Eski Yunanca'da "lütuf" anlamına gelen karizma sözcüğü Tanrı'nın bazı kişilere lütfettiği, somut olarak tanımlanamayan çekim gücünü tanımlıyor. Örneğin ABD Başkanı Obama, bundan dört yıl önce başkanlık görevini devralırken Washington'da iki milyon kişi önünde yaptığı tarihi konuşmayla, onu dinleyen ya da TV ekranlarından izleyen Amerikalılar kadar diğer ülkelerdeki pek çok kişiyi dünyanın kısa sürede değişebileceğine inandırmıştı. Obama karizmayı nasıl çizdirdi, nasıl toparladı? Dört yıl içinde Obama'nın karizması epey çizildi. Hatta karizma yoksunu rakibi Romney ilk TV tartışmasında onu köşeye sıkıştırırken yenilgiyi kabullenmişçesine bakışlarını kaçırdığında, dört yıl öncesinin adeta karikatürü gibiydi. Şansı Sandy kasırgasıyla döndü. Felaket bölgesinde Romney beyaz gömleği ve yapmacık tebessümüyle inandırıcılıktan uzak bir seyyar satıcı gibi görünürken, meşin ceketiyle yıkıntılar arasında dolaşarak yaraları sarmaya kararlı olduğu izlenimi bırakan Obama son anda tarih sayfaları arasında yok olup gitmekten kurtuldu. Bu da karizmanın her zaman kalıcı olmadığını gösteriyor.

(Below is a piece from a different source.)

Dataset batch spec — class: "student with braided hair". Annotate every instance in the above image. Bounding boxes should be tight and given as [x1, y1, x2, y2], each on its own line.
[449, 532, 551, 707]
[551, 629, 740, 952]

Bizde karizmatik liderlerin sayısı çok az. Ama ülkemizin kaderini "yok"tan "var"a dönüştürmeyi başaran bir liderimiz var. Bizim karşılığında ona verebildiğimiz sadece Atatürk adı oldu. Dünyadan Gandi, Castro, Martin Luther King, Nelson Mandela, Dalai Lama da kayda değer karizmatik liderler. Leydi Diana önce genç kızların özlemlerinin, ardından acıma duygularının odağı olmayı başaran farklı bir karizmatik kişiydi. Cenazesi Londra caddelerinden, Kraliyet ailesi mensuplarının önünden geçerken bir masal kahramanına, Karlar Kraliçesi'nin modern versiyonu, Gönüllerin Prensesi'ne dönüştü ve orada varlığını sürdürüyor. Muhammed Ali ise tartışmasız, spor dünyasının gelmiş geçmiş en karizmatik kişisi. Belki de sonuncusu. Zira artık sporcular karıştıkları skandallarla eski çekim güçlerini yitirmiş durumdalar. Karizma sonradan edinilebilir mi? Başta politikacılar olmak üzere her meslekten ünlüler, karizma uğruna uzmanlar ve uzman geçinenlere büyük paralar döküyor. Gerçi onlardan daha iyi konuşma teknikleri, giyim kuşam, davranış biçimleri öğrenilebiliyor ama tarihin seyrini değiştirebilmek, hakiki karizma sahiplerinin işi, sonradan olmaların değil. Onlar da kolay yetişmiyor; ne yazık ki Tanrı herkese lütufkar davranmıyor.